The ARM architecture introduces the Generic Interrupt Controller architecture for handling all interrupt sources for any processor connected to a GIC. GICv2 and later, includes the GIC Virtualization extensions where a hypervisor can either handle a physical interrupt itself or a virtual interrupt that is signaled to a virtual machine. A GIC is composed by two major components, the distributor and one or more CPU interfaces as the number of the processors. The distributor performs interrupt prioritization and distribution of the interrupt to the corresponding CPU interface whilst a CPU interface performs priority masking and preemption handling for a connected processor on the system [12, 17] .

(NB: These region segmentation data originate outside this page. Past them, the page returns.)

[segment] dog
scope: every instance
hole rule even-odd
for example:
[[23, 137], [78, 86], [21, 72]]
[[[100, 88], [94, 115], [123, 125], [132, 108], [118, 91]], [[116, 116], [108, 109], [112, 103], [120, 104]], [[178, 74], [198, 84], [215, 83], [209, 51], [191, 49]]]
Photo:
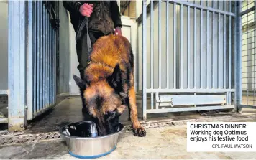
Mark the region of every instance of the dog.
[[134, 55], [128, 39], [112, 34], [100, 37], [92, 47], [91, 60], [84, 77], [73, 78], [83, 109], [94, 118], [99, 136], [116, 132], [119, 118], [128, 108], [134, 135], [145, 136], [137, 117]]

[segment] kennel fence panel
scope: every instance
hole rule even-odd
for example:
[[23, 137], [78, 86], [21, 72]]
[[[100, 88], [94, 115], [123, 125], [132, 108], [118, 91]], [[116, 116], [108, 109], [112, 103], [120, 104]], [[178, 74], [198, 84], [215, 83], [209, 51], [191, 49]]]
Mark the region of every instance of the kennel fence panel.
[[143, 118], [234, 108], [234, 2], [142, 3]]
[[49, 1], [27, 1], [27, 119], [56, 103], [57, 17]]
[[241, 6], [240, 107], [256, 108], [256, 2], [242, 1]]

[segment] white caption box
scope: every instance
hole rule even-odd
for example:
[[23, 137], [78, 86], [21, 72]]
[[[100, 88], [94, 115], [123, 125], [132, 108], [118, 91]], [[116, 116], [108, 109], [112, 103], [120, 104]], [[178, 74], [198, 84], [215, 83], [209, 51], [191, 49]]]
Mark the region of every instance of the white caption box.
[[255, 122], [188, 122], [187, 151], [255, 151]]

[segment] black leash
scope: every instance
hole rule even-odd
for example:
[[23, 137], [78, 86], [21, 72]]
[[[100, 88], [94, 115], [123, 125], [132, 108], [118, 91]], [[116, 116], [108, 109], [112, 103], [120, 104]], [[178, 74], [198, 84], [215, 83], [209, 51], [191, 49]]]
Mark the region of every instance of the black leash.
[[78, 42], [78, 40], [81, 40], [81, 38], [83, 36], [82, 30], [83, 30], [83, 27], [86, 26], [86, 34], [87, 34], [86, 36], [87, 36], [87, 49], [88, 49], [87, 63], [88, 63], [88, 65], [90, 65], [91, 61], [91, 53], [92, 47], [91, 47], [90, 36], [89, 36], [89, 33], [88, 33], [88, 24], [89, 24], [88, 17], [84, 17], [83, 20], [78, 26], [78, 32], [77, 32], [76, 37], [76, 41]]

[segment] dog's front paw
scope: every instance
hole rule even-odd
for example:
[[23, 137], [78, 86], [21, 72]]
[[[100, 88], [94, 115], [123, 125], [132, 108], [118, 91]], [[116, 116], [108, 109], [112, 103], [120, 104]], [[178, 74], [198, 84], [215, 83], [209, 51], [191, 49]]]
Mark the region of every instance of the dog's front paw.
[[140, 136], [140, 137], [143, 137], [146, 136], [146, 131], [144, 129], [143, 127], [140, 126], [140, 127], [134, 127], [132, 128], [133, 130], [133, 134], [135, 136]]

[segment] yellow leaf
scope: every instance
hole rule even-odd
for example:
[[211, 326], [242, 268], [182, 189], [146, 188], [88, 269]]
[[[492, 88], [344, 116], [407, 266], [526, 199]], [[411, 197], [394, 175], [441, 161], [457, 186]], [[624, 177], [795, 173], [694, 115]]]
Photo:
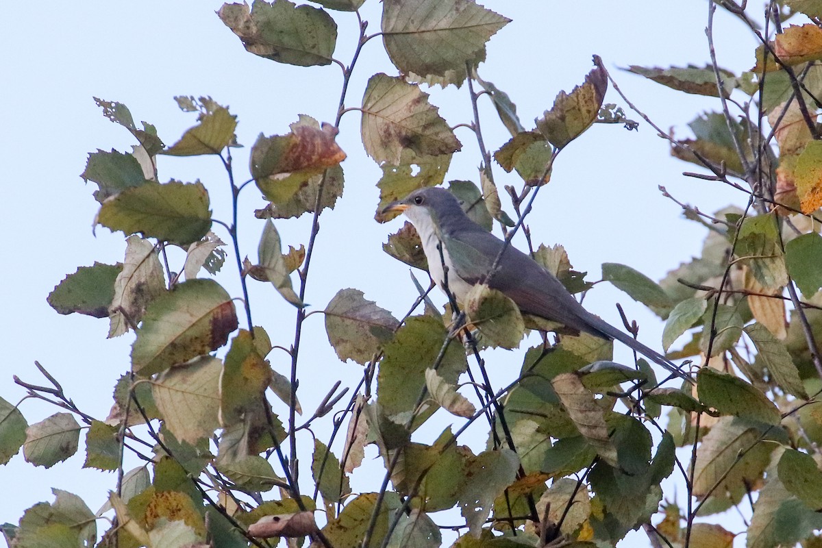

In contrast to x86 architectures, ARM makes use of only the MMIO (Memory-mapped I/O) method to perform and handle input/output (I/O) requests between the CPU and peripheral devices [17] . So, similar to the BitVisor approach, in our implementation we will try to obtain any unreadable device states by configuring the hypervisor to monitor communications between the OS and peripheral devices. When the OS makes a request to access or write into an I/O address, the hypervisor will intercept this communication to obtain the value of those registers. Moreover, to set the unwritable device registers, we have to configure the hypervisor at the destination machine to collaborate with the source machine in a way so we can manipulate and control physical devices to change their state to the desired settings.
VI.CONCLUSION
Edge computing solutions introduce a remarkable shift, bringing processing power closer to the edge users and increasing the performance of storage and computation of latency-sensitive data, instead of consolidate it them into a centralised data centre on Cloud. Micro-datacentres (MDCs) are resources-rich rack-size systems located at the edge of a network, processing the data that generated by a variety of IoT devices. However, those micro-datacentres leverage server virtualisation characteristics and benefits which creates significant performance degradation making them unsuitable platforms for "Big-data"-type applications. Therefore, the emergence of bare-metal edge servers, free of virtualisation, offering native high performance processing dedicated to specific tasks become an attractive alternative implementation for micro-datacentre infrastructures. We introduced a proposal for the development of a practical approach for live migration performed on bare-metal micro-datacentres by leveraging the capabilities of new ARM CPU architecture. Our goal is the utilization of a very thin hypervisor to perform live migration of the physical states without the need for a heavyweight virtualization, eliminating the virtualization overhead. ACKNOWLEDGMENT
The work has been supported in part by the UK Engineering and Physical Sciences Research Council (EPSRC) grants EP/P004407/1 and EP/P004024/1.